[![Build Status](https://travis-ci.org/gz/autoperf.svg)](https://travis-ci.org/gz/autoperf) [![Crates.io](https://img.shields.io/crates/v/autoperf.svg)](https://crates.io/crates/autoperf) [![docs.rs/autoperf](https://docs.rs/autoperf/badge.svg)](https://docs.rs/crate/autoperf/) # autoperf autoperf simplifies the instrumentation of programs with performance counters on Intel machines. Rather than trying to learn how to measure every event and manually programming event values in counter registers or perf, you can use autoperf which will repeatedly run your program until it has measured every single performance event on your machine. autoperf tries to compute a schedule that maximizes the amount of events measured per run, and minimizes the total number of runs while avoiding multiplexing of events on counters.

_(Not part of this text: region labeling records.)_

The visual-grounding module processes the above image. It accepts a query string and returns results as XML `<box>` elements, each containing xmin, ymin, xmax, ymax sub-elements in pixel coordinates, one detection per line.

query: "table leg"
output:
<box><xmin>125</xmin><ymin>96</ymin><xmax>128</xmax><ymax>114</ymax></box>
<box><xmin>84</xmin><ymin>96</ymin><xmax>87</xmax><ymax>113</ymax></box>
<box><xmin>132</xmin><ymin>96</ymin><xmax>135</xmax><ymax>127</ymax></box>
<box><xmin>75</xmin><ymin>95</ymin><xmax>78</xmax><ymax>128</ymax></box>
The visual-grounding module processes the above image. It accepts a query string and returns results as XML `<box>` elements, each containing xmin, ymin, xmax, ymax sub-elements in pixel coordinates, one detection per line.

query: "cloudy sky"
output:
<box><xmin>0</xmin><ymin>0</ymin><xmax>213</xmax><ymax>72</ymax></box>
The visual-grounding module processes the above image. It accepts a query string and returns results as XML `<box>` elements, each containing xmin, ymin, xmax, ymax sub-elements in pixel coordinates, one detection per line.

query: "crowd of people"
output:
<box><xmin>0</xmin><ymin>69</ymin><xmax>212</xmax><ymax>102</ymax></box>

## Background Performance monitoring units typically distinguish between performance events and counters. Events refer to observations on the micro-architectural level (e.g., a TLB miss, a page-walk etc.), whereas counters are hardware registers that count the occurrence of events. The figure on the right shows the number of different observable events for different Intel micro-architectures. Note that current systems provide a very large choice of possible events to monitor. The number of measurable counters per PMU is limited (typically from two to eight). For example, if the same events are measured on all PMUs on a SkylakeX (Xeon Gold 5120) machine, we can only observe a maximum of 48 different events (without sampling). autoperf simplifies the process of fully measuring and recording every performance event for a given program. In our screen session above, recorded on a SkylakeX machine with ~3500 distinct events, we can see how autoperf automatically runs a program 1357 times while measuring and recording a different set of events in every run.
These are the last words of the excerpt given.